South Australia budget lacks adequate support for mining - Amec
The South Australian government has unveiled a surplus budget, buoyed by stronger-than-expected goods and services (GST) and state tax revenues, as well as A$420-million in royalties from the minerals and petroleum industry. Despite this surplus, state debt is set to exceed A$38-billion as the government borrows to fund ongoing initiatives, highlighting the critical role of the resources industry and its yearly royalty contributions.
The budget includes a A$3.6-million commitment over two years for a Green Iron and Steel initiative and an additional A$1.7-million investment in the Whyalla steelworks. Further, A$4.1-million has been allocated to support the new hydrogen and renewable energy legislative programme.
While these initiatives received praise, the Association of Mining and Exploration Companies (Amec) expressed disappointment over the budget's overall provisions for the mining sector.
“South Australia has big plans for green iron and steel, and a recent supply chain analysis demonstrates a 21% advantage to produce green iron in South Australia. This is underpinned by the state's significant magnetite resources, and we welcome the commitment to support industry to grow value-adding opportunities,” said Amec CEO Warren Pearce.
However, he highlighted that major industry requests remain unaddressed. Amec has called for additional funding to better resource the Department for Energy and Mining, but little progress has been made. Notably absent from the budget are allocations for the Accelerated Discovery Initiative and the Critical Minerals Strategy, along with its development fund.
“This lack of government investment will have a knock-on effect for the junior explorers who are already doing more with less, as capital raising and inflationary pressures are also biting their businesses,” Pearce stated.
He further emphasised concerns over South Australia's global investment attractiveness, which has declined, with the state dropping to nineteenth position in the latest Fraser Institute survey after maintaining a top 10 ranking for over a decade.
The Australian Bureau of Statistics' recent figures showed South Australia reaching its highest greenfield exploration expenditure of A$47.2-million, largely driven by copper resource definition efforts at Oak Dam. Without this investment, the sector's outlook appears weaker.

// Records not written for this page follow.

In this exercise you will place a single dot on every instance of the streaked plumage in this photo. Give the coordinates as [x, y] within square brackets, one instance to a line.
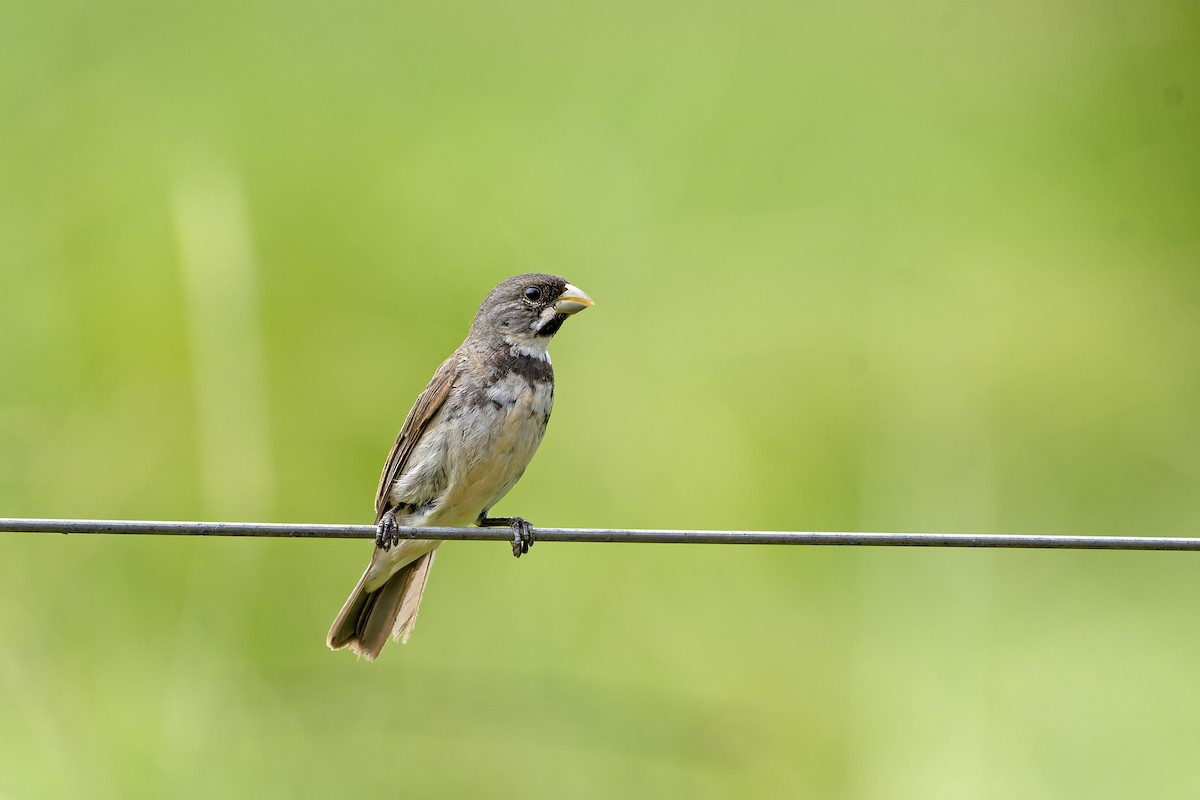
[463, 445]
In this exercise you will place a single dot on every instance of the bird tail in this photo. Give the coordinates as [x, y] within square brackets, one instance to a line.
[369, 618]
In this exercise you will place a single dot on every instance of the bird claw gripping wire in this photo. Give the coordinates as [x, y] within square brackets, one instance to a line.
[522, 536]
[388, 531]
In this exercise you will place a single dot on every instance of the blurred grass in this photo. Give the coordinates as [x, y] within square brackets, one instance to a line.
[917, 266]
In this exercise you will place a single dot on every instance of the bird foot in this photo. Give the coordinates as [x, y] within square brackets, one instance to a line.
[388, 531]
[522, 536]
[522, 531]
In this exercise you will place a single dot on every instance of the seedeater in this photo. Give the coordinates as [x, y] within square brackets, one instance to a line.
[463, 445]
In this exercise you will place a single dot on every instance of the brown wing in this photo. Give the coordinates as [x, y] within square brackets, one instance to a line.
[418, 419]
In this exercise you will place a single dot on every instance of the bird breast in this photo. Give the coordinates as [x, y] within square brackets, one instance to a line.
[477, 451]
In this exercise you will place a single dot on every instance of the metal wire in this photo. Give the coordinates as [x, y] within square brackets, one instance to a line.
[606, 535]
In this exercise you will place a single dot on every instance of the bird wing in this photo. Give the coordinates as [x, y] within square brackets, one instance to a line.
[415, 423]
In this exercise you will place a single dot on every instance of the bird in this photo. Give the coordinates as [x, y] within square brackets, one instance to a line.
[465, 443]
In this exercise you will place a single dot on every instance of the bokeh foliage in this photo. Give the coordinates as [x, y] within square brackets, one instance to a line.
[927, 265]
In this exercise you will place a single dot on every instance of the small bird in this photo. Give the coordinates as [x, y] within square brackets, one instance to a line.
[463, 445]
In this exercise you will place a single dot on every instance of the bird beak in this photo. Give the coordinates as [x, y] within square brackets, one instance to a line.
[573, 300]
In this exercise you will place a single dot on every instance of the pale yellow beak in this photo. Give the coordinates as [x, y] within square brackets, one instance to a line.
[573, 300]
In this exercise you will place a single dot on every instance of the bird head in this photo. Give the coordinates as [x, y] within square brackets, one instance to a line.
[526, 311]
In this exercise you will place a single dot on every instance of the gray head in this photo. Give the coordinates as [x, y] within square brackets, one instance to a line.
[527, 310]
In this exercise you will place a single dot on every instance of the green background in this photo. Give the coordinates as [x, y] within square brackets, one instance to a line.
[857, 266]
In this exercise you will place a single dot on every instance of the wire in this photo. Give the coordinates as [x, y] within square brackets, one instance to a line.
[605, 535]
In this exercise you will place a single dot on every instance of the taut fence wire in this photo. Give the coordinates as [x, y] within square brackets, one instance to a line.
[611, 535]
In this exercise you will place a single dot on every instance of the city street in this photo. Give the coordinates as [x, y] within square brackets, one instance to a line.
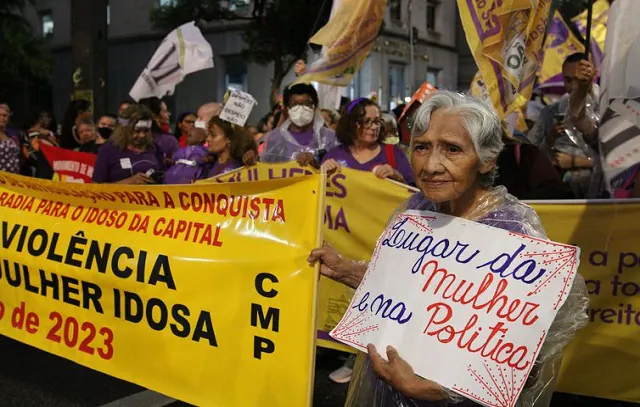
[32, 378]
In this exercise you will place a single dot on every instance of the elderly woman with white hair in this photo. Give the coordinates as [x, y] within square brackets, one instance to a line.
[455, 142]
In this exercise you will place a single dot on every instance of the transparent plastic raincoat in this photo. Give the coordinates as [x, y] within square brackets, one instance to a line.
[500, 210]
[281, 146]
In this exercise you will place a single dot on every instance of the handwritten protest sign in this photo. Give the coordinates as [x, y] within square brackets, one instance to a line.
[467, 305]
[238, 107]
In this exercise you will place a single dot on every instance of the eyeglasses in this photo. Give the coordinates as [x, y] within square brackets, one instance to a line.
[410, 122]
[307, 103]
[367, 123]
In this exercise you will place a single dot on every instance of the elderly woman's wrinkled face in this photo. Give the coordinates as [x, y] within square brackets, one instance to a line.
[369, 126]
[444, 160]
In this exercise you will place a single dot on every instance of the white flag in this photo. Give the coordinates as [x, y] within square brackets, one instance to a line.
[183, 51]
[619, 133]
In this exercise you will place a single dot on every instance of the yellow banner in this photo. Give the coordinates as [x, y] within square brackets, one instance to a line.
[202, 293]
[347, 39]
[358, 206]
[505, 38]
[604, 359]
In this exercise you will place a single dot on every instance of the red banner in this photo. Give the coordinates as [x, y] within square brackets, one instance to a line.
[69, 166]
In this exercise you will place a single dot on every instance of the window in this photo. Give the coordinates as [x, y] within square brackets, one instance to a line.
[432, 8]
[236, 75]
[46, 18]
[395, 9]
[432, 76]
[396, 85]
[235, 5]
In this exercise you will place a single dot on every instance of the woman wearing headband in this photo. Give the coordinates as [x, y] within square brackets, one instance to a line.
[362, 148]
[228, 144]
[130, 156]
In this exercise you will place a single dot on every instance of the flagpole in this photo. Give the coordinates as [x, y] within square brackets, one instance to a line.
[587, 44]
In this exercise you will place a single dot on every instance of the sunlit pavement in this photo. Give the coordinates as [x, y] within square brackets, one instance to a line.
[32, 378]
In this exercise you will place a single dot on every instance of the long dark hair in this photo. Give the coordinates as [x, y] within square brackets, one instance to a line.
[241, 140]
[177, 132]
[123, 132]
[155, 106]
[350, 118]
[74, 109]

The budget does include a A$15.4-million allocation for an acid drainage treatment plant at the former Brukunga mine, a necessary investment for addressing environmental responsibilities. However, Amec has called for more substantial funding to foster downstream critical minerals processing and to promote South Australia’s investment opportunities globally.
Particularly disappointing for the organisation was the state government’s decision not to fund initiatives to complement the federal government’s Production Tax Incentive.
“Minerals are critical for building the renewable-energy infrastructure for decarbonisation goals and the materials for our growing housing needs along with the state’s strong defence, space and high-tech industries,” Pearce noted.
“To grow the state’s ambitions for green minerals will require a serious financial commitment from government in the future if the state is to compete with other national and global jurisdictions for precious investment.”
The budget's mixed reception reflects a broader tension between immediate fiscal responsibilities and long-term strategic investments necessary for sustaining and growing South Australia's resource sector.